For Jenkins, real collaboration, dialogue, and cooperation are needed to assist youth and teens, and to have their voices heard.

The need for new approaches

“With the national standards, we are working to reflect youth needs, the education sector has to get this right,” says Jenkins. “Historically, the health sector has come out with solutions based on health content – which may or may not be the right strategy. The materials don’t land as the intended approaches and there are inconsistencies which don’t always come together. We need to collaborate with teachers. However, there are problems for teachers. There are not enough guidance materials available which are strong evidence-based, effective and impactful. There are inconsistencies across programs as to what is available. This becomes a professional vulnerability in keeping a safe space for them”.

Fostering trust, dialogue, and psychological safety

Jenkins argues that communication is the answer and an increase in healthy conversations, “open and honest discussions with curiosity to understand the context and perspectives and the various reasons as to why they make the choices they do.”
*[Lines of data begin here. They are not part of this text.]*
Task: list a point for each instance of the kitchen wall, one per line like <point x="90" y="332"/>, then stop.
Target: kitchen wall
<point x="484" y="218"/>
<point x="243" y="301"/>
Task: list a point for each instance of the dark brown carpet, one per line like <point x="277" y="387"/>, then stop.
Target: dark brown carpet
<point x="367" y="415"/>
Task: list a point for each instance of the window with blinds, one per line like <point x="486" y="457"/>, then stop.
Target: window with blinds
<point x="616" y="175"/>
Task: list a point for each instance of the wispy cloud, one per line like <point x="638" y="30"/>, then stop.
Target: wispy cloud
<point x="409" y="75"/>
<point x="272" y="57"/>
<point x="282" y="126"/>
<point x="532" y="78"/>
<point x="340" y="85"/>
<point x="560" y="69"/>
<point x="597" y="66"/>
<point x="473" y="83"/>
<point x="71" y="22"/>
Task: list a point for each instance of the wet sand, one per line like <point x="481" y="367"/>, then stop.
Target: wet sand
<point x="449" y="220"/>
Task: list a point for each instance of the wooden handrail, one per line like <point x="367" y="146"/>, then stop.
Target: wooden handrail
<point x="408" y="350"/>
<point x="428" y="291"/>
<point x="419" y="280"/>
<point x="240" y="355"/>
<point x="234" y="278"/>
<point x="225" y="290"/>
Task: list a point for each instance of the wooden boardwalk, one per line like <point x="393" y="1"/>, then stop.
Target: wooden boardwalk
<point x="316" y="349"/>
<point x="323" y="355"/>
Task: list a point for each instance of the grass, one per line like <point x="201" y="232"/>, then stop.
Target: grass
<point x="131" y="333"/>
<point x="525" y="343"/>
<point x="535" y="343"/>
She identifies Agenda Gap, an initiative for “equipping youth to promote well-being for themselves, where youth come together with the team and adults to share their perspectives. This program creates conditions for them to be heard and valued more than ever and how simple it can be to develop relationships that are protective, promote well-being for young people […], offer opinions that matter to them.”

Instead of putting young people in a box where they are not yet adult enough to make adult decisions, she says the program reveals that it is “quite amazing the capacity they can bring to make informed decisions from reviewing studies, identifying evidence/bias, and finding themselves quite able to make informed decisions.”

Jenkins also points out that there is a continuum of substance use that ranges from the non-problematic to the potentially harmful. Parents need the confidence and supports to have non-threatening, helpful, and practical conversations and “tackle the issue accordingly. The importance of the relationships where along the spectrum protective effects of trusted adults are there to have the conversation about substance use in a thoughtful way and prevent, reduce, and provide pathways to more intensive intervention.”

She points to the Canadian Students for Sensible Drug Policy as providing an education tool kit and resources for guiding discussions which can be helpful for parents navigating this conversation that may not always be comfortable.